僕は獅子皇子たちの奴隷という立場。王家のゴミだと言われ、ゴミからとって名前はミゴ。


 「この尻尾、たまんないよな」

「わかる。尻尾だけは良いよな。どうする? もう少ししたら切り取って飾っとく?」

「そうだなぁ。おい、ゴミ。お前、尻尾どうするか?」

「……お好きに、してください」

「切っていいってよ! あはは。こいつ獣人として頭大丈夫かよ!?」

尻尾を掴んで身体を持ち上げられる。歯を食いしばって痛みに耐える。笑い声が頭に響く。

「すげー顔。おもしれー」

そのまま揺すられて、落とされる。

しばらく身体が痙攣して動けない。冷汗が噴き出る。必死で苦痛をやり過ごす。尻尾と動物耳は神経が過敏で痛みも快感も大きい場所。しかも僕のような小型獣人は特にその傾向が強い。分かっていて、いつも尻尾を攻撃する獅子皇子たち。僕を笑う大きな獅子たち。怖い。

僕がどんなに苦しくても、楽しそうに笑う大型獣人貴族たちに城勤めの中型獣人たち。
こいつらは皆、バケモノだ。

 「来月の神への生贄、お前に決まりだってさ」
唐突に獅子皇子たちが言う。何? 

「最近神の御使いになれる者が居なくて、みんな戻って来ないから、一応王家の血を引くお前なら神の御使いになるんじゃないかって」

「父上、好きだからなぁ。神の御使い」

あははは、と笑い声。ゾクリと寒気が走る。

王族は白き羽のある獅子に獣化できる。王になる者は白き羽のある獅子獣人と決まっている。父王は獣化すると獰猛になる。小型獣人を噛み殺していると聞いた。

年間数名を天の川に入水させて、神の御使いとなり戻った者を獣化した父が食べている、とも聞いた。その行為が神の怒りに触れたのか、最近は神の御使いとして戻る者がいない。

「とうとうか。こいつの尻尾、切るかな。俺、貰えるかな? 剥製にしておきたい」
「父上に聞いておこう」
楽しそうに去っていく獅子皇子たち。

僕が性的な愛玩用にされなかったのは、いつか天の川への生贄になるかもしれなかったから。
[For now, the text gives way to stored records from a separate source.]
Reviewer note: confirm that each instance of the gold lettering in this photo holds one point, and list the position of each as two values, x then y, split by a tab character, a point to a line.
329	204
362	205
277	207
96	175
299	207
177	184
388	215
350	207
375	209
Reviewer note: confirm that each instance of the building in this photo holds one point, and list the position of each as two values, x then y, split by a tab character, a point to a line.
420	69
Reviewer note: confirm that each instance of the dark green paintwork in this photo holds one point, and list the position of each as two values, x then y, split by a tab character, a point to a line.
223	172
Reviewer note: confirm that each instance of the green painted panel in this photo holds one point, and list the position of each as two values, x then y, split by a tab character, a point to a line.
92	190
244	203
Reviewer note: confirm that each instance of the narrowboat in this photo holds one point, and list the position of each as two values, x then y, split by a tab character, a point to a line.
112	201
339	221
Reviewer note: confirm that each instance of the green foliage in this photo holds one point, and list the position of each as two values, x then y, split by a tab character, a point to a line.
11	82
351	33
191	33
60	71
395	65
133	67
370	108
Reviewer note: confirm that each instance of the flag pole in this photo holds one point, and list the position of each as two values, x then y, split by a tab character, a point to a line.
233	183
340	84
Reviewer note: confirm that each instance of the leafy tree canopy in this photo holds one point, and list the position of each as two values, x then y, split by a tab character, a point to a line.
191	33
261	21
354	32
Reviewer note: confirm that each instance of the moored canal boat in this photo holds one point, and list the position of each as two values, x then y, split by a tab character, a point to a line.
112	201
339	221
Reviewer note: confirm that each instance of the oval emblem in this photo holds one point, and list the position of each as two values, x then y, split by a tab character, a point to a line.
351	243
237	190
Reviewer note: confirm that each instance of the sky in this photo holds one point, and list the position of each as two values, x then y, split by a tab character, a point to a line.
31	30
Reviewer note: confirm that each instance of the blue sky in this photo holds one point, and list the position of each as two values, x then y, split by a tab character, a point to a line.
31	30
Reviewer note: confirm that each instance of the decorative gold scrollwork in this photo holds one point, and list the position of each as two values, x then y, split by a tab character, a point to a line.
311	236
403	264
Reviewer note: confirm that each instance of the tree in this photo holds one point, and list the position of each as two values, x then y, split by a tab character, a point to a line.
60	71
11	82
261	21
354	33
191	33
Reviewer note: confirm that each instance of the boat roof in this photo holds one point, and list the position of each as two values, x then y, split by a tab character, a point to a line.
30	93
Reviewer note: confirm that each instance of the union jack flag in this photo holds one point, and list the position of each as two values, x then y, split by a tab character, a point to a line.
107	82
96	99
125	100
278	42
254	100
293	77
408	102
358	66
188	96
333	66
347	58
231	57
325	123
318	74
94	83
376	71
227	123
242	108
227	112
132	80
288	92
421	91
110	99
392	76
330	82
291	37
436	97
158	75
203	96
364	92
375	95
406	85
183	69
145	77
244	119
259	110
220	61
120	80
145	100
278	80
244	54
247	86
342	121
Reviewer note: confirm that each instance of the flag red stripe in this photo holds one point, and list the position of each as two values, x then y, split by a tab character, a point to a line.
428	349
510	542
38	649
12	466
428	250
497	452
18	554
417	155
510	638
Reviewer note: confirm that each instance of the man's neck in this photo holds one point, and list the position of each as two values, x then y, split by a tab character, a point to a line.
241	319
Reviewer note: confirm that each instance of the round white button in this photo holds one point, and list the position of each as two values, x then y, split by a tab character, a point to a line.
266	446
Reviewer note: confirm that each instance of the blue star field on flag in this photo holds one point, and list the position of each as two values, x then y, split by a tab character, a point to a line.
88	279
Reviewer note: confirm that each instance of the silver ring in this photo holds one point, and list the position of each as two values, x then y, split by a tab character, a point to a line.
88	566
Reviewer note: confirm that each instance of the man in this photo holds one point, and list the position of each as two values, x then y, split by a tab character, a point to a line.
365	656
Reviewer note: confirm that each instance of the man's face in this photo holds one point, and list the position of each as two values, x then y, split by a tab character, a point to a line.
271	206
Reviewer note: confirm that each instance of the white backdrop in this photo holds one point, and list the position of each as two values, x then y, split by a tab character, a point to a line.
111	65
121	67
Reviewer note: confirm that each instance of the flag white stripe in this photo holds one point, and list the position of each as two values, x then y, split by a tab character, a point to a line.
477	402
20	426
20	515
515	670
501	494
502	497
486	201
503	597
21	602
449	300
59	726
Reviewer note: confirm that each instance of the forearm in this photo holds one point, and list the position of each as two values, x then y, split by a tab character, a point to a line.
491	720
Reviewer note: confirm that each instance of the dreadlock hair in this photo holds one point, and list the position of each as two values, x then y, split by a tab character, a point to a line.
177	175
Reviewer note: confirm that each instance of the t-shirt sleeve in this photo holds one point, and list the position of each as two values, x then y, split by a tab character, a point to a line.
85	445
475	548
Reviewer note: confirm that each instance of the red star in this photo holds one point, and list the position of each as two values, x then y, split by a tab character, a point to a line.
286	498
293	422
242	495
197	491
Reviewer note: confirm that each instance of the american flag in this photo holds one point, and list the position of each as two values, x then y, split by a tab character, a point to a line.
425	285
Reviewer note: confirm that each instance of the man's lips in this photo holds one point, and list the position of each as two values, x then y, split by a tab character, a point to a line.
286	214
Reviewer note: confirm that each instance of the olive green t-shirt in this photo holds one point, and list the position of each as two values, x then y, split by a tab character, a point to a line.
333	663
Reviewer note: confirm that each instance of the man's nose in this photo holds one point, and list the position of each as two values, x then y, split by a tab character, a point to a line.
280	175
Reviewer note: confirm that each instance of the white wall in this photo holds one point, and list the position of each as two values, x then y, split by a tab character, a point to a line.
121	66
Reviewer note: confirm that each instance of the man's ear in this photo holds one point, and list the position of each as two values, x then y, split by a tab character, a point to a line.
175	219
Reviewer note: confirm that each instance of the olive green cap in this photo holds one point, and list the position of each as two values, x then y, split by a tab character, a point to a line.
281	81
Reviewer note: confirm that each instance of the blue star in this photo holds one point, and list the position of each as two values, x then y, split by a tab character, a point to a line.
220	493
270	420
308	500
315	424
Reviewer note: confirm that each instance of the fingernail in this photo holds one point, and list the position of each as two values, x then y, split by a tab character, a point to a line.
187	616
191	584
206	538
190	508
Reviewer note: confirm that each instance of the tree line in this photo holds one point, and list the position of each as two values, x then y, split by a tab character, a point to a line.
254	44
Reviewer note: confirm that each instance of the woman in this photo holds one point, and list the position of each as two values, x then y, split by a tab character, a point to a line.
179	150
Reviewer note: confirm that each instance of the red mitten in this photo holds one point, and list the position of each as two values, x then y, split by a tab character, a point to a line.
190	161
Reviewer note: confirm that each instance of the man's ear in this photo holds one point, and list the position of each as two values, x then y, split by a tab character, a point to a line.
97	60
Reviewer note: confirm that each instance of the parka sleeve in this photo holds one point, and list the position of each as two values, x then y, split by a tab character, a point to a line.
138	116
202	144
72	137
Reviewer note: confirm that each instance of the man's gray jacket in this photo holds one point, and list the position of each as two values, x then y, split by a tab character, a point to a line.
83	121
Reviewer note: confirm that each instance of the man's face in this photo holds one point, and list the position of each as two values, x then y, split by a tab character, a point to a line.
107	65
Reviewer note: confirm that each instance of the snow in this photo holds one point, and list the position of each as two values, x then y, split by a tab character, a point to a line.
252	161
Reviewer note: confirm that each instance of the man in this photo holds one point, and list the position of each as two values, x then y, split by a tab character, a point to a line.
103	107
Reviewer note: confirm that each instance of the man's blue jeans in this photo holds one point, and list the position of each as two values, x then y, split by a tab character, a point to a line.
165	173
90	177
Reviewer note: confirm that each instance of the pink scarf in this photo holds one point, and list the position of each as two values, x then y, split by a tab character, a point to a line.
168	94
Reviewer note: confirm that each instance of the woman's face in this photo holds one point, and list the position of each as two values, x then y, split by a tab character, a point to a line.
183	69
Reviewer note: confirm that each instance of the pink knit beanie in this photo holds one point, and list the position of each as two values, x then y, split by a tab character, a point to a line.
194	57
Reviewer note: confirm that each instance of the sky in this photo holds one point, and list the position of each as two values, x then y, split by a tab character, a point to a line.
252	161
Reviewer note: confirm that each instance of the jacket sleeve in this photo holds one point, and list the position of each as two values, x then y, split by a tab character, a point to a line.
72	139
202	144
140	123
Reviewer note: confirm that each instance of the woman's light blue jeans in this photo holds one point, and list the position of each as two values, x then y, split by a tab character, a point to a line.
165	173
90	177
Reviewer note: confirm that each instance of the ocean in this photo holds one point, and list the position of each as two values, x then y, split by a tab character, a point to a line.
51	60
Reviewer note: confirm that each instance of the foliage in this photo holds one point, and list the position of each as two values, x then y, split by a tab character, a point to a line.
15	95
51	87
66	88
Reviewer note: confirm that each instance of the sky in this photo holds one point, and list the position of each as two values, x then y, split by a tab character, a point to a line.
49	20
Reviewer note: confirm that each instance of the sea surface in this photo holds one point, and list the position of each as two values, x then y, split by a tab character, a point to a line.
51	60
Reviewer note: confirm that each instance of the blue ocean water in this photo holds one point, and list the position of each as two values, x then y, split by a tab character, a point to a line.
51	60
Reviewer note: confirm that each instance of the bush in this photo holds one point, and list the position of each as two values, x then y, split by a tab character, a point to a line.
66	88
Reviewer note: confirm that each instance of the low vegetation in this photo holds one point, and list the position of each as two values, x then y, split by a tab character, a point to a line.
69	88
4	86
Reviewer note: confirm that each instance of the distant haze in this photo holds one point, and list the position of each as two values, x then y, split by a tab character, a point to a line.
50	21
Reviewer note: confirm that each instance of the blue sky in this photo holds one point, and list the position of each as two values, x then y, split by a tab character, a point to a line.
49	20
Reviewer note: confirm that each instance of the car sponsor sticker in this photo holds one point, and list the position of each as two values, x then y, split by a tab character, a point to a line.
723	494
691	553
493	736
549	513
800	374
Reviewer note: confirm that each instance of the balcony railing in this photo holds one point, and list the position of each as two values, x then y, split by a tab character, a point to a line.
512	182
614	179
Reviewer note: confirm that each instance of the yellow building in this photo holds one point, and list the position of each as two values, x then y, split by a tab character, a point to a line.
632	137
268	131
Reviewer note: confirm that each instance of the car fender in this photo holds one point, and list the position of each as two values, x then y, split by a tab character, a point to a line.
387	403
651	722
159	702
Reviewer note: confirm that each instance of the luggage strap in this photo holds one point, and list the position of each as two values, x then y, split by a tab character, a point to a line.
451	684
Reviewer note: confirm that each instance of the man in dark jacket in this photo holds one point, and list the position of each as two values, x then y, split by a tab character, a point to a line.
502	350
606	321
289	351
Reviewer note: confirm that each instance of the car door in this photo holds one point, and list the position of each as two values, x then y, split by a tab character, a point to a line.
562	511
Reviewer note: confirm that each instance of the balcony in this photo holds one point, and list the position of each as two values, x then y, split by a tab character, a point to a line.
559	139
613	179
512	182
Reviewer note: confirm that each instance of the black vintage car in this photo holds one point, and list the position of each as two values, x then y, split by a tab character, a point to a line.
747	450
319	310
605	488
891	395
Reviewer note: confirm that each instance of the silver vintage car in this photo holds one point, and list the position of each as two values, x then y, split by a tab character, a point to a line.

神様に心から願う。僕を川の底に沈めてください。どうか、このルドの国に僕が戻らなくていいように、川の底に引き込んでください。お願いします。日々痛めつけられてジンジン痛む尻尾を抱き締めて、神に祈った。



 頭の上の動物耳を片方、切り落とされた。

 生贄にするため、天の川に入る前に動物耳や尻尾を切り落とす。貴族や王族の楽しみでもあるらしく、いたぶるように切る。

頭から身体を切り裂かれるような痛みと恐怖。悲鳴と涙でぐちゃぐちゃになりながら抵抗した。

執行人である大きな熊獣人が「抵抗した罰」として何度も殴る。意識を失いたいほどの苦痛なのに、気付けの薬というのを使われて気を失えない。

歓声と拍手が頭に響いている。片耳が切り落とされる頃には、「死にたい、もう殺して」それしか思い浮かばなかった。身体を少しも動かすことができず、そのまま熊獣人に天の川へ放り込まれた。大きな熊獣人が歓喜の雄叫びを上げていた。


 天の川の神様。お願い。僕を川底深くまで沈めて。